Camera models and image formation are foundational concepts in computer vision. They explain how 3D scenes get captured as 2D images, covering everything from basic pinhole cameras to complex lens systems and digital sensors.

Understanding these models is crucial for tasks like 3D reconstruction and camera calibration. This guide covers perspective projection, lens distortion, the image formation pipeline, and the key parameters that define how cameras turn light into usable image data.

Pinhole camera model

The pinhole camera is the simplest model of image formation, and it serves as the foundation for nearly every other camera model in computer vision. Even when you're working with complex lens systems, you'll often start from the pinhole model and add corrections on top of it.

Geometry of pinhole cameras

A pinhole camera is just a light-tight box with a tiny hole (the pinhole) on one side. Light rays from the scene pass through this hole and hit the opposite wall, forming an inverted image.

The distance between the pinhole and the image plane is the focal length.
A smaller pinhole produces a sharper image but lets in less light.
The pinhole gives you infinite depth of field since every point in the scene projects through the same tiny aperture.
At extremely small aperture sizes, diffraction starts to blur the image, so there's a practical limit to how small you can make the hole.

Image formation process

Each point in the 3D scene sends light rays in all directions, but only one ray from each point passes through the pinhole. That ray hits a unique location on the image plane, which is why the pinhole model produces a clean one-to-one mapping from scene points to image points.

The result is a perspective projection: objects farther from the camera appear smaller, and parallel lines in the scene converge toward vanishing points in the image.

Perspective projection equations

The perspective projection equations map 3D world coordinates $(X, Y, Z)$ to 2D image coordinates $(x, y)$ :

$x = f \frac{X}{Z}, \quad y = f \frac{Y}{Z}$

where $f$ is the focal length and $Z$ is the depth of the point along the optical axis.

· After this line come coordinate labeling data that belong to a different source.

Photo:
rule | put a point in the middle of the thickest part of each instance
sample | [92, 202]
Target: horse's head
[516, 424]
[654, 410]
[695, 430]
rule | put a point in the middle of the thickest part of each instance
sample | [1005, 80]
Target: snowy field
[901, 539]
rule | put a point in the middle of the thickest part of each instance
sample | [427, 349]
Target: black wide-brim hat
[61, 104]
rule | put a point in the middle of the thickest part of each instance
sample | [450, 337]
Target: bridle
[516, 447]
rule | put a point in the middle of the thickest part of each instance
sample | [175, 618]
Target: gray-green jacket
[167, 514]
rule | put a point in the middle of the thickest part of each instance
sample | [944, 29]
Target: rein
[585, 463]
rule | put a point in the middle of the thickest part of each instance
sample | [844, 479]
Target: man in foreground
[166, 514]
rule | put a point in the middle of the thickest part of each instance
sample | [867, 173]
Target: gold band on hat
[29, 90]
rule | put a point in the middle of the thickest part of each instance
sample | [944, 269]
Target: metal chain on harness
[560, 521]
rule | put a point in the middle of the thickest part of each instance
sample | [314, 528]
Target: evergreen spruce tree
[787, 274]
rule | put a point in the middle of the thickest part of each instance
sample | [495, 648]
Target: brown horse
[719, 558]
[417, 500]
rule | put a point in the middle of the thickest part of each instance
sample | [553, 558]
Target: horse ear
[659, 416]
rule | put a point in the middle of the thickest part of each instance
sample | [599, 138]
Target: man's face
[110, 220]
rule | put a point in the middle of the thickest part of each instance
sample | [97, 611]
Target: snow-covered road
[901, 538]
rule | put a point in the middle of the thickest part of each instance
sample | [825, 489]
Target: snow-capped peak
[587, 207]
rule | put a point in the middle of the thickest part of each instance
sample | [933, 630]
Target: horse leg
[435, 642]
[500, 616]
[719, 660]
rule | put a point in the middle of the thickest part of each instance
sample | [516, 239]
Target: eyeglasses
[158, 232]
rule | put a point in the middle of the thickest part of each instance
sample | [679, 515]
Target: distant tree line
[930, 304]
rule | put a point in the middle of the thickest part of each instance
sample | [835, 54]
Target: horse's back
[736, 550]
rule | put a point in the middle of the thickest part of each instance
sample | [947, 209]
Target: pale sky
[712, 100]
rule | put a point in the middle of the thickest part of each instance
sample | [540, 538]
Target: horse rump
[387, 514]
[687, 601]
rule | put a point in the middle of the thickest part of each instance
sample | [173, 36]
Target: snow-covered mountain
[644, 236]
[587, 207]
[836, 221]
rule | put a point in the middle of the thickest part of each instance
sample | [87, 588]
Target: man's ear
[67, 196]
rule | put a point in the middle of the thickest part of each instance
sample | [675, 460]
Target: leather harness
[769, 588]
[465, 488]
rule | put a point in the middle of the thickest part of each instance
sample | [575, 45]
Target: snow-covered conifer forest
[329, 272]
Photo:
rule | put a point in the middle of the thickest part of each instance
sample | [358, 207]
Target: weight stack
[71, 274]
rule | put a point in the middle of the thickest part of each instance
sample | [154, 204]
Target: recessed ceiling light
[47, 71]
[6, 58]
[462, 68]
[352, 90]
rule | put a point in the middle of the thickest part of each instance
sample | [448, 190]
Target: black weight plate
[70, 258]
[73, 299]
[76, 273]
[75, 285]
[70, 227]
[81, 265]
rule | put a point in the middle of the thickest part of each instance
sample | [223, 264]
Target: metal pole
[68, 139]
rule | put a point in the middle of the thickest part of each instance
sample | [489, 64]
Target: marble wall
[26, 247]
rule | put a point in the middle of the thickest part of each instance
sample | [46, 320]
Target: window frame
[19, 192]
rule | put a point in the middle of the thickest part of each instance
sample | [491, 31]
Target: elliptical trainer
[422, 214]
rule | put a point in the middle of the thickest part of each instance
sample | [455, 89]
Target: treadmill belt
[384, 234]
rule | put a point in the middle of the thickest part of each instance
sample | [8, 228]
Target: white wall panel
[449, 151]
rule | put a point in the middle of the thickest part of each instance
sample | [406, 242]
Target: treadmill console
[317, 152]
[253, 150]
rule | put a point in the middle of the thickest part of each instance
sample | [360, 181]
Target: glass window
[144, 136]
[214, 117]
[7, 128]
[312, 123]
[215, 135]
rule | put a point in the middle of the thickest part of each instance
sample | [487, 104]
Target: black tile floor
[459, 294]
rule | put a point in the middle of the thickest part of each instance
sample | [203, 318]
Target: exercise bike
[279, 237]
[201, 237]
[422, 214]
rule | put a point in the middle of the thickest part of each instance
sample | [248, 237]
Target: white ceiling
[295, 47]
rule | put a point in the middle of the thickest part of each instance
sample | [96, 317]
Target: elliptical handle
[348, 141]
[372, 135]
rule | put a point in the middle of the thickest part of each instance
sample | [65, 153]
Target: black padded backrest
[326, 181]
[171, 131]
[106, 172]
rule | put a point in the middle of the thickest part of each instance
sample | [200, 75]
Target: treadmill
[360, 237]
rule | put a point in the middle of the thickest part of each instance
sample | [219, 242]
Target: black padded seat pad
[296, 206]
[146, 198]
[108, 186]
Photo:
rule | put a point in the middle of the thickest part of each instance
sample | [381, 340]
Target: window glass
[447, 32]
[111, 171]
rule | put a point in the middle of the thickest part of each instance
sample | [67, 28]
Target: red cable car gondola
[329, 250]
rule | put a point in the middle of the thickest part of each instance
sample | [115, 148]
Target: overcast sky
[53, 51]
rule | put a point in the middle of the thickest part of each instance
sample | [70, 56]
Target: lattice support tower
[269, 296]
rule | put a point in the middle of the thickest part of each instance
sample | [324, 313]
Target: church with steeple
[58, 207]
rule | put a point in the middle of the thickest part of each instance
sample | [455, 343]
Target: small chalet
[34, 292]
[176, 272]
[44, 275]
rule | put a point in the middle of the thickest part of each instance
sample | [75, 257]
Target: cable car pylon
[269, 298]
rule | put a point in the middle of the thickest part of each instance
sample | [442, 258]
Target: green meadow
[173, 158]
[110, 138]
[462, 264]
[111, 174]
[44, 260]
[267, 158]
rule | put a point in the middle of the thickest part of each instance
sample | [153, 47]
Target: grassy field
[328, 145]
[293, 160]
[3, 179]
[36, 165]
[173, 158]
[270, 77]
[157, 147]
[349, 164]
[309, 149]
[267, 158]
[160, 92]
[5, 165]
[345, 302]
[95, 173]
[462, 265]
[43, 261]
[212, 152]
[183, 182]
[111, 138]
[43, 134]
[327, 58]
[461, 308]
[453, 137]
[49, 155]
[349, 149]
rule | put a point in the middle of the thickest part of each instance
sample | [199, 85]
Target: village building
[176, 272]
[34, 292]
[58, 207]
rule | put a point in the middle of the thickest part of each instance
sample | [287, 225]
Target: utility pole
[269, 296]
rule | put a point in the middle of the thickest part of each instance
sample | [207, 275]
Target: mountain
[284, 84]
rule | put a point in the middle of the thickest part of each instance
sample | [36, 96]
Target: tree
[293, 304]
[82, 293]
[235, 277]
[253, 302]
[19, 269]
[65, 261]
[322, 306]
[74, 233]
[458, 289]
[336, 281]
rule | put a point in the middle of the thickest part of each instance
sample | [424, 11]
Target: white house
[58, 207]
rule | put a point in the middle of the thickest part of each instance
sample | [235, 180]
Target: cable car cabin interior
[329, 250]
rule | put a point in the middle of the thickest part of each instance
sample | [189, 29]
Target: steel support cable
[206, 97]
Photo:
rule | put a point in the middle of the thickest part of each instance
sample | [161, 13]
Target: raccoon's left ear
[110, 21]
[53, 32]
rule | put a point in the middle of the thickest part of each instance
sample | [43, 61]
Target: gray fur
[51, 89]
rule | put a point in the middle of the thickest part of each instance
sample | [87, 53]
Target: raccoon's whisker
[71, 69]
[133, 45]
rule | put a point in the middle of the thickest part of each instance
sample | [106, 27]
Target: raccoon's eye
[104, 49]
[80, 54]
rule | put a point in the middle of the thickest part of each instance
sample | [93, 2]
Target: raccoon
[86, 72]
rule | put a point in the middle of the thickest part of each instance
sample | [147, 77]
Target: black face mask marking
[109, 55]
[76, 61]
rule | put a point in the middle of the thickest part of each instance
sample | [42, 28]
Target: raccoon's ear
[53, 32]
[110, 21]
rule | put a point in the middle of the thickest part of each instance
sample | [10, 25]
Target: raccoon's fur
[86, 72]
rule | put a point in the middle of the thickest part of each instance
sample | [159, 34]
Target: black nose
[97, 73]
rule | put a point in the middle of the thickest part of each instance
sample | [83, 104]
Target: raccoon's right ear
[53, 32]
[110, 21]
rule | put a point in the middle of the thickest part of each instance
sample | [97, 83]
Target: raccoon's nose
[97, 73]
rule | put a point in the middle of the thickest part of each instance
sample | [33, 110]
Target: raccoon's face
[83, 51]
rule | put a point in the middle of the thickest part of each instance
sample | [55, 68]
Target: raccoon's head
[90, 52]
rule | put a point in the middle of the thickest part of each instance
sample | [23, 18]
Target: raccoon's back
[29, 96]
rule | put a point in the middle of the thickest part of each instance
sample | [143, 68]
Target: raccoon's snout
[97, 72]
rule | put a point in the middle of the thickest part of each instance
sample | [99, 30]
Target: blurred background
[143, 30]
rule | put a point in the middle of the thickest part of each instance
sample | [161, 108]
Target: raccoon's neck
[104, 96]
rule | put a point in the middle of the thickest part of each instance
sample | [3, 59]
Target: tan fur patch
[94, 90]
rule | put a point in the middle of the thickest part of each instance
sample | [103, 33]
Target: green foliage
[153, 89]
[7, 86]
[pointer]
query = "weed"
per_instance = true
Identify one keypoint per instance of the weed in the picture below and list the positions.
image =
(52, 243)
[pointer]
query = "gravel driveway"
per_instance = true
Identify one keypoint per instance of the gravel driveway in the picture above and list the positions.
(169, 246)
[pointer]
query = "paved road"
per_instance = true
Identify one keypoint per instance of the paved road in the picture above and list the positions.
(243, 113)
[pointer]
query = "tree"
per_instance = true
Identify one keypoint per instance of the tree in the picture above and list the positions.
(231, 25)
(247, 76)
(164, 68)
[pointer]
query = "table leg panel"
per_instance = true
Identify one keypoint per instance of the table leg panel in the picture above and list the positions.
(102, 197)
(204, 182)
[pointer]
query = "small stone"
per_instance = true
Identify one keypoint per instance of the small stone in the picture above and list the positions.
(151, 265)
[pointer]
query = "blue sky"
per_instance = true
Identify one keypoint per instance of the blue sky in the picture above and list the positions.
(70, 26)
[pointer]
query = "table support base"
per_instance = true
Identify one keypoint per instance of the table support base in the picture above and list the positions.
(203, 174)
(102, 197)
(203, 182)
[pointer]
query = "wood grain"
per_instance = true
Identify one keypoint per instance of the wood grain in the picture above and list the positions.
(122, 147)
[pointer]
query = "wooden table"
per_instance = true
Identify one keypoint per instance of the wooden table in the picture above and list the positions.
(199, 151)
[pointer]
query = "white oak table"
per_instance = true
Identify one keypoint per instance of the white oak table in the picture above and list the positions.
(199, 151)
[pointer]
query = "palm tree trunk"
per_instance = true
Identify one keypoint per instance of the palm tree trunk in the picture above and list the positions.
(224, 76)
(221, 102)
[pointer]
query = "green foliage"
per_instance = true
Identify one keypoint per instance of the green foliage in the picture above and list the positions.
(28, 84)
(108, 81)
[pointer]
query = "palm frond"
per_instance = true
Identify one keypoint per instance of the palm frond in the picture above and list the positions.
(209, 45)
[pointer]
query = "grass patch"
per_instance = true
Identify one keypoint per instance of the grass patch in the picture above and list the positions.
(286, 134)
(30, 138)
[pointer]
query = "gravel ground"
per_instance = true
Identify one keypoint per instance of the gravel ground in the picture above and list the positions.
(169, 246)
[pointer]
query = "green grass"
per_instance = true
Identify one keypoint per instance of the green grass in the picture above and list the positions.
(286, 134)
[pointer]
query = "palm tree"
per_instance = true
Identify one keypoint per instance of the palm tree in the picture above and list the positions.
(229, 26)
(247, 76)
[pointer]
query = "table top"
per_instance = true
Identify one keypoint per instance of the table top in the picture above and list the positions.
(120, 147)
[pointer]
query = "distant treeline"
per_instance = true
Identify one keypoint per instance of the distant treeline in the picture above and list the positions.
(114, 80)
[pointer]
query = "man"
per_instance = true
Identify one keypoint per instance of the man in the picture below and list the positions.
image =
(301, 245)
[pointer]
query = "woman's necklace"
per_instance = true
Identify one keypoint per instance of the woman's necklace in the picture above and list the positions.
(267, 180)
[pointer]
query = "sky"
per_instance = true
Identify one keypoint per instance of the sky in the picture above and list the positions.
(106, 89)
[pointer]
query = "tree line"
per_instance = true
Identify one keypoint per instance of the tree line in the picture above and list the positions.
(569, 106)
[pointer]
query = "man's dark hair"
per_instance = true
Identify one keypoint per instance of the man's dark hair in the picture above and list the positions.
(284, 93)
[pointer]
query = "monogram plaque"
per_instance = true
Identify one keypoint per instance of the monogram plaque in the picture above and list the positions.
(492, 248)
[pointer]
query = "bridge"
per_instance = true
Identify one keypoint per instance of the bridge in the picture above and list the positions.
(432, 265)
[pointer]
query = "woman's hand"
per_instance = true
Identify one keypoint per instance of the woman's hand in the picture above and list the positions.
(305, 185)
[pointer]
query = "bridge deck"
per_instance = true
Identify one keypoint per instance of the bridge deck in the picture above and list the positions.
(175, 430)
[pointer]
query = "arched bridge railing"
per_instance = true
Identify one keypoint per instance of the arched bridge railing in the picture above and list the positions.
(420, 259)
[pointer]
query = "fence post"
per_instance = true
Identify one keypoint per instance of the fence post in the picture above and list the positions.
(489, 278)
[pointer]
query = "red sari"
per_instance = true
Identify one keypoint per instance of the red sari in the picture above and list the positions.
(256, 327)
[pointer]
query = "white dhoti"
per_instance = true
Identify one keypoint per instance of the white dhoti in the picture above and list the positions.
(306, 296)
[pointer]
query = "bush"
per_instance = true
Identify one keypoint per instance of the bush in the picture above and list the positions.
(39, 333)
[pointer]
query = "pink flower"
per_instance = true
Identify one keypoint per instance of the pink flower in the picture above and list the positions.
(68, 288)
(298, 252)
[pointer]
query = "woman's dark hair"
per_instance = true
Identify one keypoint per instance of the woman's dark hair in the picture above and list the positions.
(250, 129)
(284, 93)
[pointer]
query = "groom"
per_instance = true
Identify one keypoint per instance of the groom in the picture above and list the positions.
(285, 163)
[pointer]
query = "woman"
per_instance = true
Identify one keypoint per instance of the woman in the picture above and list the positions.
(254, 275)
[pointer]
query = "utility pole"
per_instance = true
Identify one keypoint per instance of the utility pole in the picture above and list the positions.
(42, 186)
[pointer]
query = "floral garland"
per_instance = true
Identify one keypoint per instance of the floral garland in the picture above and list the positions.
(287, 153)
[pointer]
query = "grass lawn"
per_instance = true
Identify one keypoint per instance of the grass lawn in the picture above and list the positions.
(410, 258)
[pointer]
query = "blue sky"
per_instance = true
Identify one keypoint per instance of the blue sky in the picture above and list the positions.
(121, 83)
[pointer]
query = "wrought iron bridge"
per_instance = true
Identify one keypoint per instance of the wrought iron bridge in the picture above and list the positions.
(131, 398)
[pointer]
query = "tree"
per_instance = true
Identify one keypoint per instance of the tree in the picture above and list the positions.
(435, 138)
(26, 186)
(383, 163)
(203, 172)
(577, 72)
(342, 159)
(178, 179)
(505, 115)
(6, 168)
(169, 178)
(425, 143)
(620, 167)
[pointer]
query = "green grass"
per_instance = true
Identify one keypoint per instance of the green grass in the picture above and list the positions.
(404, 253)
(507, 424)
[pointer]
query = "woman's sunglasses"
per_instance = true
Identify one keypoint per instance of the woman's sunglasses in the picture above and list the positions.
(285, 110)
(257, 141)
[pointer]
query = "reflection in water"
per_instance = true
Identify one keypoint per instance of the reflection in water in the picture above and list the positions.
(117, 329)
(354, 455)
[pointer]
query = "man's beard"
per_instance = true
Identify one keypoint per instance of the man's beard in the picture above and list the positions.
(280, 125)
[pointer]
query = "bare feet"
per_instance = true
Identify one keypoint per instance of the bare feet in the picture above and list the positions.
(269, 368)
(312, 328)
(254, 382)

These equations use homogeneous coordinates so the projection can be expressed as a single matrix multiplication.
In practice, you also need to account for the principal point offset and pixel scaling (covered in the intrinsic parameters section below).
This nonlinear division by $Z$ is what gives perspective images their characteristic look: nearby objects loom large, distant objects shrink.

Lens-based camera models

Real cameras use lenses instead of pinholes because lenses gather far more light while still forming a focused image. The tradeoff is that lenses introduce optical effects like limited depth of field and distortion that the pinhole model doesn't capture.

Thin lens approximation

The thin lens model simplifies a real multi-element lens into a single ideal optical element. It assumes all light rays pass through a single plane at the optical center.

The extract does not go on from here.